Charte d’engagement LGBT+ (2013) • Œuvre commune de L’Autre Cercle et du cabinet Accenture, elle incite les employeurs à intégrer les notions d’orientation sexuelle et de l’identité des genres. Dans son viseur : l’environnement de travail inclusif, l’égalité de droits et traitement, soutien aux victimes de propos ou d’actes discriminatoires, etc. En février 2022, près de 175 signataires étaient engagés.
Charte Entreprise & Handicap (2015) • Émanation de l’Organisation internationale du travail (OIT), le Réseau mondial Entreprises & Handicap est une plateforme où les entreprises mutualisent les best practices en faveur de l’intégration des personnes en situation de handicap : lutte contre la discrimination, accessibilité des lieux de travail, etc.
Label Égalité professionnelle (2004) • Soutenu par l’État et les partenaires sociaux, il s’appuie sur un cahier des charges spécifique et l’avis d’expert.e.s pour promouvoir la parité femmes-hommes. La labellisation est soumise au go de l’Afnor.
Label Diversité (2008) • Instauré par le ministère de l’Intérieur et l’Association nationale des DRH (ANDRH) et sur la base du volontariat, il est attribué après un audit strict sur les actions déjà réalisées. Depuis fin 2015, les DRH peuvent souscrire au dispositif Alliance : le dossier commun Diversité et Égalité professionnelle.
MÉMO • L’index de l’égalité professionnelle
Cet outil d’évaluation a été instauré par la loi “Liberté de choisir son avenir professionnel” d’août 2018. Il impose depuis le 1er mars 2020 à toutes les entreprises d’au moins 50 salariés d’évaluer sur 100 points le niveau d’égalité entre les femmes et les hommes. Plusieurs critères sont pris en compte tels que l’écart de rémunération, le nombre de salariées augmentées à la suite de leur congé maternité ou encore la parité parmi les dix plus hautes rémunérations.

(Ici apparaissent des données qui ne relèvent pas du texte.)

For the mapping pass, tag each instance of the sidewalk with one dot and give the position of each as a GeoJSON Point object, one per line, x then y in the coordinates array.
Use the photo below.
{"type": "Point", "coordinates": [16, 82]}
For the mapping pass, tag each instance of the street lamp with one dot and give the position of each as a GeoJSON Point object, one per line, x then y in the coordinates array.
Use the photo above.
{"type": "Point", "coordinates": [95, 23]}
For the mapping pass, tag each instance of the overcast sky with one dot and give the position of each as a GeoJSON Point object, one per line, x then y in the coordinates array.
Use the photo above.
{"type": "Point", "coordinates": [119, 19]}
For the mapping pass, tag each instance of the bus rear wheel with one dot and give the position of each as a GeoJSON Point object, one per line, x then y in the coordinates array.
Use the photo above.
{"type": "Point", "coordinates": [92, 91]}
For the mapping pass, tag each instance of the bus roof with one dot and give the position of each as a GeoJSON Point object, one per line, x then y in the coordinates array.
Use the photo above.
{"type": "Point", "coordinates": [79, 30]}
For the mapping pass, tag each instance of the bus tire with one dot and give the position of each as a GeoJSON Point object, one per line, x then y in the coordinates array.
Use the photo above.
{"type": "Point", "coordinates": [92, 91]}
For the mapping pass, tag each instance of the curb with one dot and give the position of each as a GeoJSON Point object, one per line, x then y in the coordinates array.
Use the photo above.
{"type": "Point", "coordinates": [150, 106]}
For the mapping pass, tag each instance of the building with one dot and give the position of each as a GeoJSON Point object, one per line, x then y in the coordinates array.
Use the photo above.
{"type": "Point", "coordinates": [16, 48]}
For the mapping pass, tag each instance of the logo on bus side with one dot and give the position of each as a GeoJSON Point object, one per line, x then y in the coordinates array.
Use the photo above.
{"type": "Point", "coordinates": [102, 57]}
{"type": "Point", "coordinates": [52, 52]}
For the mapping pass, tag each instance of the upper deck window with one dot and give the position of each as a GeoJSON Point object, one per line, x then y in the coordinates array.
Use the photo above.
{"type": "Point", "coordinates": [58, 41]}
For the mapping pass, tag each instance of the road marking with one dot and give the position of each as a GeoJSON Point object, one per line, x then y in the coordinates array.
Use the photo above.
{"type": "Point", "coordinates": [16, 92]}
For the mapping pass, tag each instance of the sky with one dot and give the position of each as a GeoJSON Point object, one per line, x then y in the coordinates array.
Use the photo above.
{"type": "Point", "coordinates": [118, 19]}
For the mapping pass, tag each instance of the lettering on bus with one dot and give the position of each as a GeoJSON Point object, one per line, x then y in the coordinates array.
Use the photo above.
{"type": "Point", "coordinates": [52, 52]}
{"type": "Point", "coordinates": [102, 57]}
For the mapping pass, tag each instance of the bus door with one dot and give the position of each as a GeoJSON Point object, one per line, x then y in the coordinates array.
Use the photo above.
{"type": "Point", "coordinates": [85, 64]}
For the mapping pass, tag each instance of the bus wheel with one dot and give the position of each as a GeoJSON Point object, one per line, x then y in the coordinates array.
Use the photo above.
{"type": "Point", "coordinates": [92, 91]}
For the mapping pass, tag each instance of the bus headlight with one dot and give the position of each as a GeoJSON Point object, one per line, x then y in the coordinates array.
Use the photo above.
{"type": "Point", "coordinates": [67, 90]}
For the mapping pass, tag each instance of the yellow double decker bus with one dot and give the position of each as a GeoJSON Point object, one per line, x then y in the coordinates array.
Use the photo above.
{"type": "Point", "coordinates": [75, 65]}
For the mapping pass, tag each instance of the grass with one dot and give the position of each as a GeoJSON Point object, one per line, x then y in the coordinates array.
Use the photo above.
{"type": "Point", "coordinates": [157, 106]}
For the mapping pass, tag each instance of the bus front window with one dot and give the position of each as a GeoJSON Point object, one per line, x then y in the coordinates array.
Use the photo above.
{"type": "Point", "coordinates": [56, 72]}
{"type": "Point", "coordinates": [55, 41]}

Une fois l’index calculé, les entreprises doivent le publier sur leur site internet, le déclarer à l’Inspection du travail et le communiquer au comité social et économique (CSE). Si l’index est inférieur à 75 points, des mesures correctives doivent être rapidement mises en place afin d’obtenir une note égale ou supérieure à 75 points dans un délai maximum de trois ans. Cette obligation juridique confirme cependant la tendance amorcée depuis plusieurs années dans les entreprises françaises : atteindre l’égalité professionnelle femmes-hommes.